Recently, our principal owner, Mary Scheibel, attended a community meeting in Milwaukee’s inner city. The purpose of this meeting, which was organized and attended by the Mayor of Milwaukee, was to stimulate candid discussion and the interchange of ideas concerning the impact of poverty on the community. In attendance were residents, community leaders, politicians, and business executives. After a raucous open forum following a presentation by Mayor Barrett, the attendees were divided into small groups comprised of a representative sample of the attendees at large. One of the statements made by a participant in Mary’s group has started a thinking exercise for me.
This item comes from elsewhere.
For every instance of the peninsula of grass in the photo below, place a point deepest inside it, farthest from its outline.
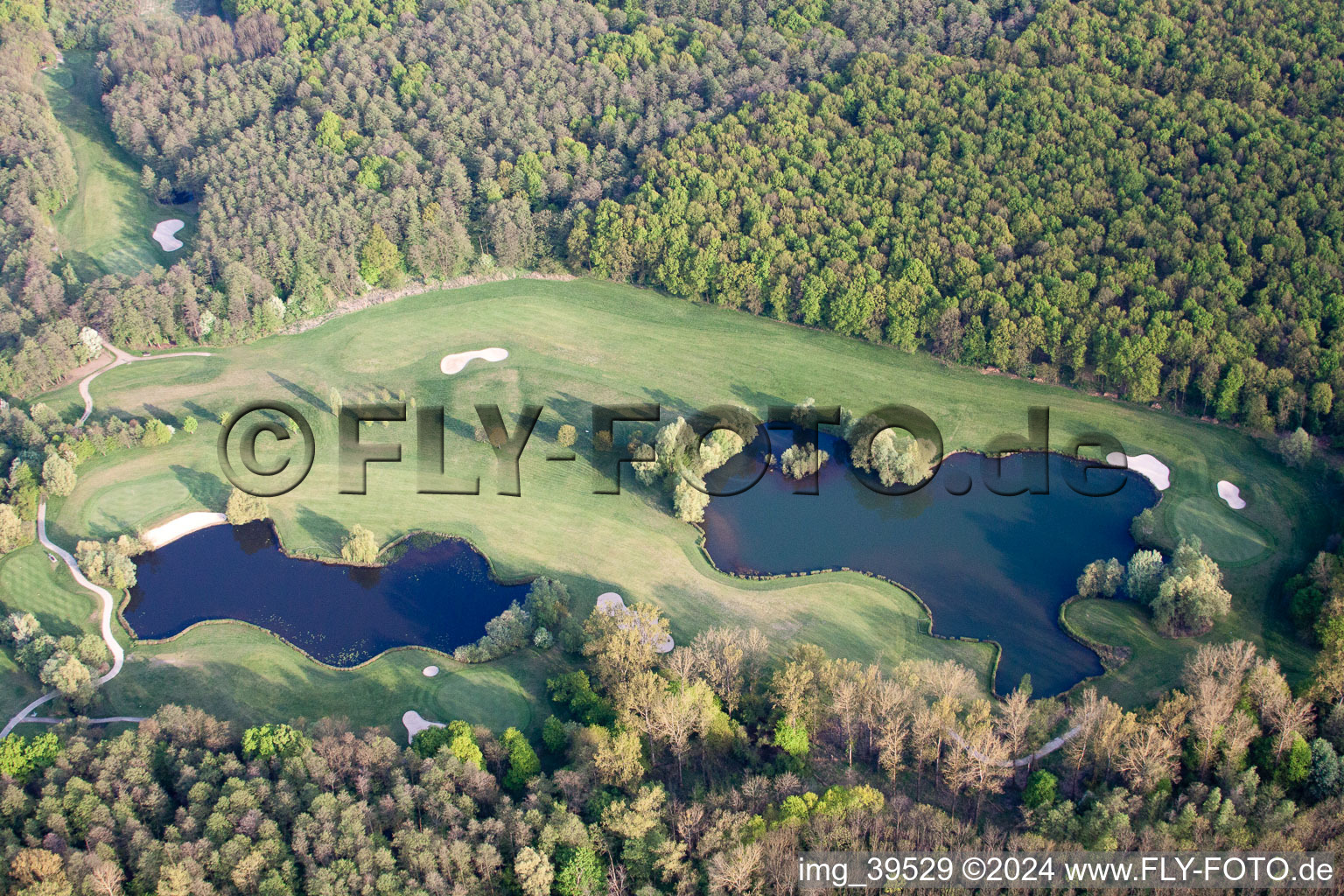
(573, 344)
This individual was a man, in his early-to-mid-thirties, and, at best, under-employed. He didn’t complain about his plight; he actually was very philosophical about it. In looking back at how he came to be in his current situation, he admits that he made mistakes. He got in trouble in many ways, and even spent some time in jail. He can see the error of and accepts the responsibility for the poor decisions that he made earlier in his life. And, he can appreciate why companies may hold this against him when he applies for jobs that, if he could get them, would provide the path to a better life for him and his family.
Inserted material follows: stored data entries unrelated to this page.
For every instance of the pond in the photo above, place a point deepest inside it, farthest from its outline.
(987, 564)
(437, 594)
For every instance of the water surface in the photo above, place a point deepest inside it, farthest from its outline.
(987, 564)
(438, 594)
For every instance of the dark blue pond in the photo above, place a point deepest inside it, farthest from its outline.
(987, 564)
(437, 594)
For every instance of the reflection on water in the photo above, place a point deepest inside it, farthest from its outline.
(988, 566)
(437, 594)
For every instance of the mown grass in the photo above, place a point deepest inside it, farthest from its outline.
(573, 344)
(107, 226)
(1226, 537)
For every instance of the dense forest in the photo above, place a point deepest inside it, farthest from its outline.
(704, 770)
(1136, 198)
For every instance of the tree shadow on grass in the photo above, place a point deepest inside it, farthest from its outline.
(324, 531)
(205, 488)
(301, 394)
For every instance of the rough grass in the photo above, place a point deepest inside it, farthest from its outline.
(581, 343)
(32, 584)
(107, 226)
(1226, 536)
But, he asked a question that is at the heart of my thinking exercise – “Why can’t businesses understand that I am no longer the person who made those stupid decisions and did those bad things? I’ve grown up, matured, and am a much different human being today. Why can’t anyone give me and others like me a second chance?”

When I think about this gentleman’s situation from our profession’s perspective, I see that companies and organizations confront similar situations every day – remember Enron, Worldcom, Adelphia, Health South and Tyco? How do companies who have become notorious because of corporate missteps regain trust with and create a willingness to transact by the marketplace? How do they communicate that they are no longer the company that made those stupid decisions and did those bad things? One of the above companies—Tyco—has been working for the last several years on restoring its reputation, and has come a long way. Strategic, brand-based, and integrated corporate communications have played a critical role in this transformation. I am biased, I admit, but I can see how Scheibel Halaska is well-equipped to assist companies to solve these problems.

But, as both an employer and a human being, I still am haunted by the aforementioned man’s question. I don’t have the space to write, and you don’t have the time to read, all the thinking that this man’s question has triggered for me. Right now, I think he makes a very valid point. Maybe, just maybe, we as business people, who are confronting a skilled-labor shortage, are part of our own problem. Maybe, just maybe, we are handcuffing ourselves by dealing with a changed social and economic environment using employment philosophies and practices that were appropriate for a different time and place.

I am hoping that there are some who read this who will be willing to help me to deepen my thinking.